I stuck a blank postage label on the bottle, and wrote HIGHVIEW WINE ESTATE, and below it, VAT NUMBER EIGHT on the label. All set, off we go. There was no capsule or any local dressing on it.
I selected the busiest morning of the week, a Sunday, when the bets were flying on the day’s big money Tiercé race – select the first three in a 20 runner handicap – and the pastis levels were high. Sunday was the day when the locals dressed their best, as well, either before or after greeting the Lord. It was my re-appearance after a Christmas away, so added impact came from that.
I presented the bottle to Marcel, and told him: “here is a bottle of English wine that I brought back from England for you. The estate has not yet bottled it, but I thought it would interest you.” He was stopped in his tracks. I had brought a corkscrew, but for the sake of transparency I suggested that anyone in the bar could draw the cork.

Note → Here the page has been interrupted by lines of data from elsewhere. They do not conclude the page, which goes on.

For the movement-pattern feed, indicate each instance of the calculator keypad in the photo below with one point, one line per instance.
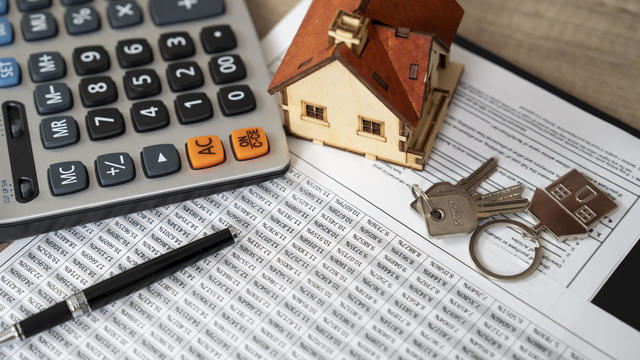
(161, 83)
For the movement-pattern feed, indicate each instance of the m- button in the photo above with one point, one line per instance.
(67, 177)
(205, 152)
(249, 143)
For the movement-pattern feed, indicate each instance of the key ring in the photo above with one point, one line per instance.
(527, 233)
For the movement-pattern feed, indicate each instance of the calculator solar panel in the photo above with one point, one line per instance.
(111, 107)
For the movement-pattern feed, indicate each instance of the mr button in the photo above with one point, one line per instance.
(67, 178)
(205, 152)
(249, 143)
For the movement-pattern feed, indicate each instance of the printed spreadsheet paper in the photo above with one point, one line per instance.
(332, 264)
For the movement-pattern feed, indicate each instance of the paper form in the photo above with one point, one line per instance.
(319, 273)
(329, 266)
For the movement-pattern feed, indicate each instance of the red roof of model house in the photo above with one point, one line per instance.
(385, 64)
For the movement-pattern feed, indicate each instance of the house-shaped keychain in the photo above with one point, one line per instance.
(371, 76)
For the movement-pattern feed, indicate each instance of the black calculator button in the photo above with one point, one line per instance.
(98, 90)
(47, 66)
(81, 20)
(184, 76)
(67, 178)
(176, 46)
(164, 12)
(91, 60)
(33, 5)
(193, 107)
(74, 2)
(59, 131)
(6, 30)
(236, 100)
(160, 160)
(52, 98)
(134, 52)
(218, 38)
(114, 169)
(38, 26)
(123, 14)
(104, 123)
(139, 84)
(149, 115)
(227, 68)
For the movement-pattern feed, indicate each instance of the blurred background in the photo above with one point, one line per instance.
(588, 48)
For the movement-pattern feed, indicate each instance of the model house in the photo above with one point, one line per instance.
(371, 76)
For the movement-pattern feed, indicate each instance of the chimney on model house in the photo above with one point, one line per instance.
(350, 29)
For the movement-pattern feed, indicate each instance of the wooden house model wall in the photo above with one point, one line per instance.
(371, 76)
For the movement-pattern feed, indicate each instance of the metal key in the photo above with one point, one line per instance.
(454, 209)
(456, 212)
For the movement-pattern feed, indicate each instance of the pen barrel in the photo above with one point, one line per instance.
(140, 276)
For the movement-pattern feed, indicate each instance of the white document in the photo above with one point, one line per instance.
(332, 263)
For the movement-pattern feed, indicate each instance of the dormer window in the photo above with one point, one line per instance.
(350, 29)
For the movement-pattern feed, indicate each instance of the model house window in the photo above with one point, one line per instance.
(314, 113)
(370, 127)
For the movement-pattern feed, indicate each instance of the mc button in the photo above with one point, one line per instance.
(204, 152)
(249, 143)
(67, 178)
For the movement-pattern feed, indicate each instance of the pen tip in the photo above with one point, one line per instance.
(9, 335)
(235, 232)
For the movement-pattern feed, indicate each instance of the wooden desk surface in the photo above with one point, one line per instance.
(588, 48)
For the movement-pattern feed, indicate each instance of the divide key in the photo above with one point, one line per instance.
(164, 12)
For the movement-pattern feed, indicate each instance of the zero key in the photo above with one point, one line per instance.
(249, 143)
(165, 12)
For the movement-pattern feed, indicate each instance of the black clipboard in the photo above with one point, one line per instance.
(614, 296)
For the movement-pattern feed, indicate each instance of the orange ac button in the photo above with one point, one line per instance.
(205, 151)
(249, 143)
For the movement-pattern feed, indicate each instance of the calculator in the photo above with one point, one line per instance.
(113, 107)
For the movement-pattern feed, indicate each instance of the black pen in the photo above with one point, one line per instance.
(119, 286)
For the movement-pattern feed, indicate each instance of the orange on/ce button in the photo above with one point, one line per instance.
(249, 143)
(204, 152)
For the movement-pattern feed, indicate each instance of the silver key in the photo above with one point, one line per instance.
(454, 209)
(456, 212)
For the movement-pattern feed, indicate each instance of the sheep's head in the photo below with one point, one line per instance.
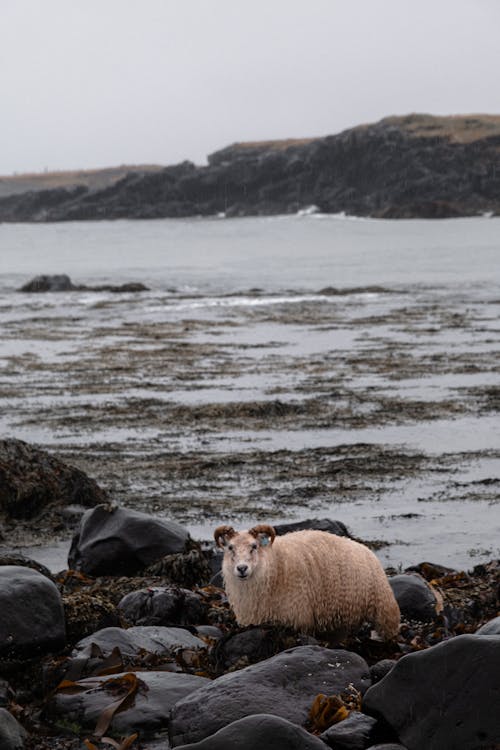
(244, 550)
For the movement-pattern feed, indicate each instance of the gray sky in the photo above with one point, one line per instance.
(89, 83)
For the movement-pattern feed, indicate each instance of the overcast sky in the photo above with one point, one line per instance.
(89, 83)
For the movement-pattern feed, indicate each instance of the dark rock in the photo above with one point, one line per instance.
(400, 167)
(322, 524)
(414, 596)
(147, 714)
(284, 685)
(16, 558)
(12, 734)
(31, 480)
(262, 731)
(255, 644)
(131, 641)
(86, 614)
(55, 283)
(442, 698)
(6, 693)
(380, 669)
(169, 605)
(32, 620)
(116, 541)
(490, 628)
(209, 631)
(353, 733)
(131, 286)
(63, 283)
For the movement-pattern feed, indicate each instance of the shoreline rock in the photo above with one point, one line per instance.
(416, 166)
(172, 659)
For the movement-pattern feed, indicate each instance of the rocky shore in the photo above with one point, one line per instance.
(134, 644)
(401, 167)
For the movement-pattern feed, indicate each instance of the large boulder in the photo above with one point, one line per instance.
(32, 615)
(31, 479)
(284, 685)
(163, 605)
(442, 698)
(117, 541)
(262, 731)
(152, 696)
(414, 596)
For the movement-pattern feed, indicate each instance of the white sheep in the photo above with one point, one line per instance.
(313, 581)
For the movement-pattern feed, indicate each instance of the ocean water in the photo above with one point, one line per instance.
(292, 308)
(219, 256)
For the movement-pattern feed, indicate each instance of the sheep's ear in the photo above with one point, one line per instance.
(264, 534)
(223, 534)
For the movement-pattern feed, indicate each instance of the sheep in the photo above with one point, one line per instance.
(313, 581)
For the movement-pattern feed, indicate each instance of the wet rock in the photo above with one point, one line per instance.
(434, 173)
(255, 644)
(154, 694)
(353, 733)
(319, 524)
(117, 541)
(6, 693)
(490, 628)
(209, 631)
(12, 734)
(284, 685)
(131, 286)
(441, 698)
(49, 283)
(32, 479)
(63, 283)
(380, 669)
(414, 596)
(131, 641)
(262, 731)
(15, 558)
(32, 621)
(85, 614)
(188, 569)
(168, 605)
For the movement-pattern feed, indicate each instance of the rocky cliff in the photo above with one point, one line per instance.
(400, 167)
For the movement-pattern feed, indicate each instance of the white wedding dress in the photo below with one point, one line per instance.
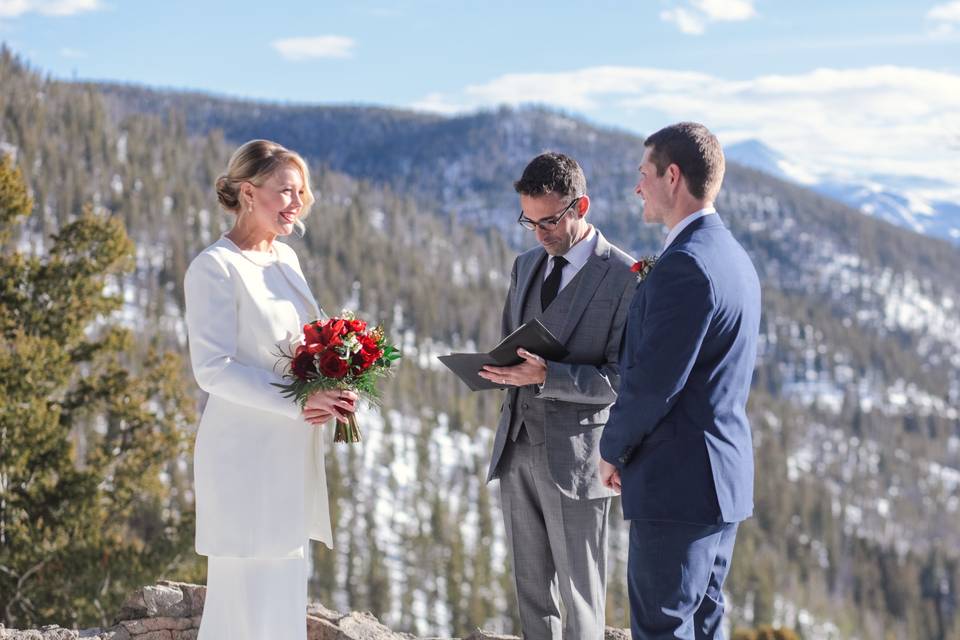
(259, 476)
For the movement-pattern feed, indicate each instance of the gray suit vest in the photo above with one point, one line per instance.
(528, 411)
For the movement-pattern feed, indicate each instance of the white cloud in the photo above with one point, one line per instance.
(689, 22)
(693, 19)
(17, 8)
(883, 119)
(315, 47)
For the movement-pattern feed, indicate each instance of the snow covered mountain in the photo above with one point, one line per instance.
(918, 203)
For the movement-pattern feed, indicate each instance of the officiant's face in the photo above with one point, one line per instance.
(571, 227)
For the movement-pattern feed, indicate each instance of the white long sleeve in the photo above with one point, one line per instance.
(212, 328)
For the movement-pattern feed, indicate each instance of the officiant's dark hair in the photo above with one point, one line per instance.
(552, 172)
(697, 152)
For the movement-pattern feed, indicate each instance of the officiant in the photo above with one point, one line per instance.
(545, 453)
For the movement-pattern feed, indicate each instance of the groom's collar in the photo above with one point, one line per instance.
(683, 224)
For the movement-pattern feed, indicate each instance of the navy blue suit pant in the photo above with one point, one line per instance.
(675, 576)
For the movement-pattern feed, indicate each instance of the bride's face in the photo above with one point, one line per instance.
(277, 203)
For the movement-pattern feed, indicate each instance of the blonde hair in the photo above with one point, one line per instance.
(254, 162)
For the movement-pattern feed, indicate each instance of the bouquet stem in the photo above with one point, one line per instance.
(348, 431)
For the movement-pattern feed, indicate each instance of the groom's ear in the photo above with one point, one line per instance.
(583, 205)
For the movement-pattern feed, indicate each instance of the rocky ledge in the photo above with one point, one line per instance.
(172, 610)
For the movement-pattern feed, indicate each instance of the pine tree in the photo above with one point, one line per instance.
(86, 515)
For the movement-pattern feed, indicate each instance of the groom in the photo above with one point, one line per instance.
(678, 439)
(545, 452)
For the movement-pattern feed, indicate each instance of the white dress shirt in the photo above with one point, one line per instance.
(683, 224)
(576, 256)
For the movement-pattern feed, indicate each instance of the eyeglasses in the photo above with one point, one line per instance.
(546, 224)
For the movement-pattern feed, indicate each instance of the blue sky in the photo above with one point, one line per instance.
(850, 87)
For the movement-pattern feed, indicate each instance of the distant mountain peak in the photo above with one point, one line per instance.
(757, 155)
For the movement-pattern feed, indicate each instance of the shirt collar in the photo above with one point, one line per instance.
(683, 224)
(579, 253)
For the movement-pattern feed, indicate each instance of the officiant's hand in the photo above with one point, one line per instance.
(533, 370)
(609, 475)
(324, 405)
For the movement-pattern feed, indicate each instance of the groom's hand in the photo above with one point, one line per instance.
(533, 370)
(609, 475)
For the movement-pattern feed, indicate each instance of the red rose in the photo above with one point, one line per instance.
(332, 365)
(367, 341)
(302, 364)
(311, 333)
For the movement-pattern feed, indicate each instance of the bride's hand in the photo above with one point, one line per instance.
(324, 405)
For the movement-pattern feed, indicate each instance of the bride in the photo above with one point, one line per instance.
(260, 485)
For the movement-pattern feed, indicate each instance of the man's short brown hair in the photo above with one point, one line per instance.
(552, 172)
(697, 152)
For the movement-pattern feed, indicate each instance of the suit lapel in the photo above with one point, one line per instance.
(587, 282)
(525, 277)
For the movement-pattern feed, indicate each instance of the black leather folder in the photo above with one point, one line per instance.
(532, 336)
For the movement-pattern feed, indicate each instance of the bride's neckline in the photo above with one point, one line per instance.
(260, 258)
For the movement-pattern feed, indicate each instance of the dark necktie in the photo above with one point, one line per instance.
(551, 286)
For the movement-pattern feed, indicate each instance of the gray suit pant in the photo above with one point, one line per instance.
(558, 545)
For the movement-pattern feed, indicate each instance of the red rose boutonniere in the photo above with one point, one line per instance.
(643, 267)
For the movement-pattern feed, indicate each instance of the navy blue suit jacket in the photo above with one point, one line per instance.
(678, 432)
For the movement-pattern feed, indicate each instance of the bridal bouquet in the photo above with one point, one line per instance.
(339, 353)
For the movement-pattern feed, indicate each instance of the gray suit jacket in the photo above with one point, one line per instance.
(579, 390)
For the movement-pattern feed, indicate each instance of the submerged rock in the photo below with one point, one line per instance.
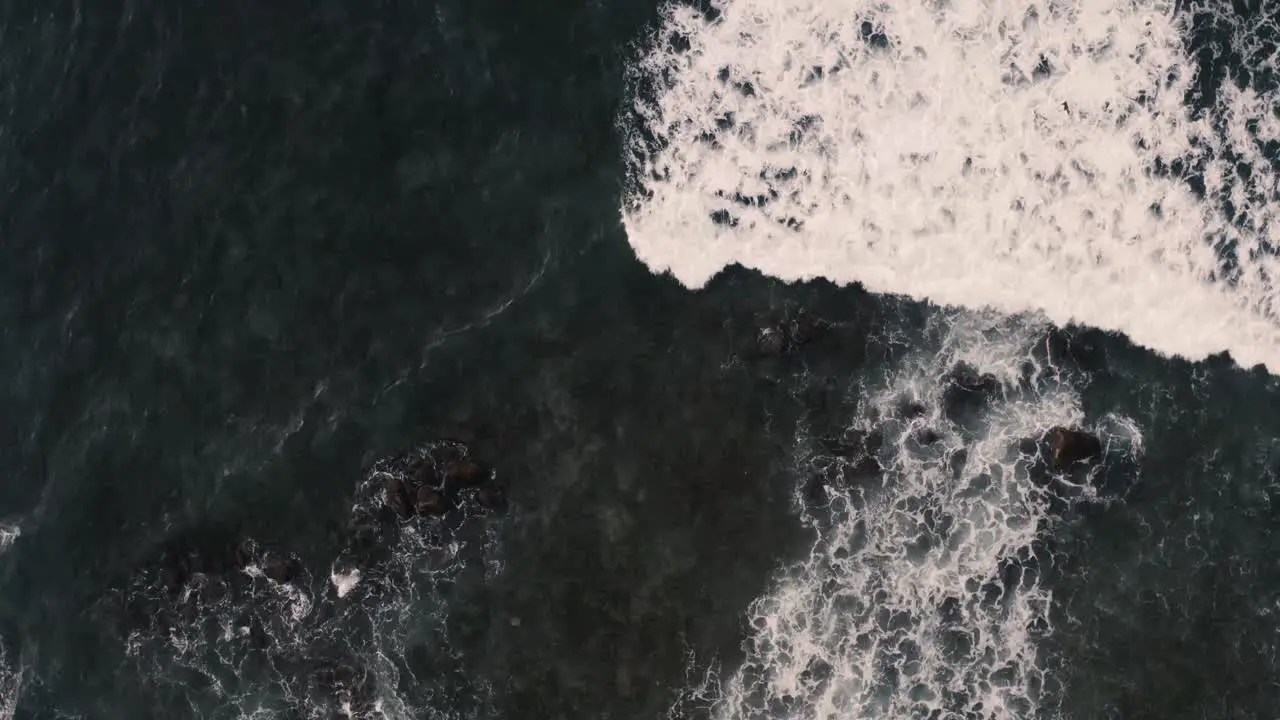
(1069, 446)
(429, 501)
(397, 497)
(807, 328)
(492, 497)
(967, 392)
(464, 473)
(771, 342)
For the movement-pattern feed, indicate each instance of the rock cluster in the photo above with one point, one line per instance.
(433, 483)
(787, 336)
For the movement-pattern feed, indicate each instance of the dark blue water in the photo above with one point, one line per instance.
(247, 250)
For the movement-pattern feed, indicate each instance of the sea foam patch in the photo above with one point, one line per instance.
(1034, 155)
(922, 596)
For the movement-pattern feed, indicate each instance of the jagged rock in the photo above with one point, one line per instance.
(927, 436)
(1069, 446)
(279, 568)
(397, 497)
(968, 391)
(853, 443)
(912, 409)
(771, 342)
(808, 328)
(464, 473)
(492, 497)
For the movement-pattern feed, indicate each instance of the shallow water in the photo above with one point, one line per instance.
(250, 253)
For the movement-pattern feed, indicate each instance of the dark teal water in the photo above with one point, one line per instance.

POP! There was a hushed silence as the first glass was poured for Marcel. His judgment was awaited. “Ce n’est pas mal, eh,” he declared, nodding as he savoured some Southern Rhône Grenache. The next move was of course to offer the wine around the bar: there were many eager takers, and soon we had a Clochemerle-style happening, with bets paused, pastis drinking suspended, and the unsuspecting locals savouring a wine made up the road, but thought to be from across the sea. I was congratulated, hailed as a bit of a hero, and certainly England’s stock rose for a brief few minutes.
Alas, as there has to be an alas. Marcel’s son Aimé, at least double his size - so the distaff side must have been lanky - had never really gone for me. Where Marcel was open and chatty, fit and wiry as a butcher’s dog, the dark-haired, pudgy, unfit Aimé [getting my own back there] was closed, sceptical, never one for a real laugh.
With a cry, he suddenly brandished the corkscrew, the cork still attached. He unwound the cork, and declaimed to the whole bar, “THE CORK SAYS MIS EN BOUTEILLE AU DOMAINE!”
I was a goner. Resistance was futile; I claimed that English wineries bought French corks since they were the best, but I was toast. My fall from grace was rapid, and the belief that England and Englishmen had no right to be able to make wine, talk about it, write about it, probably even drink it, continued, stronger than ever, in that PMU bar in sunny Aix-en-Provence. Still, I had my five minutes of triumph, the fish on the line for those glorious moments. But for one fatal flaw… oh well.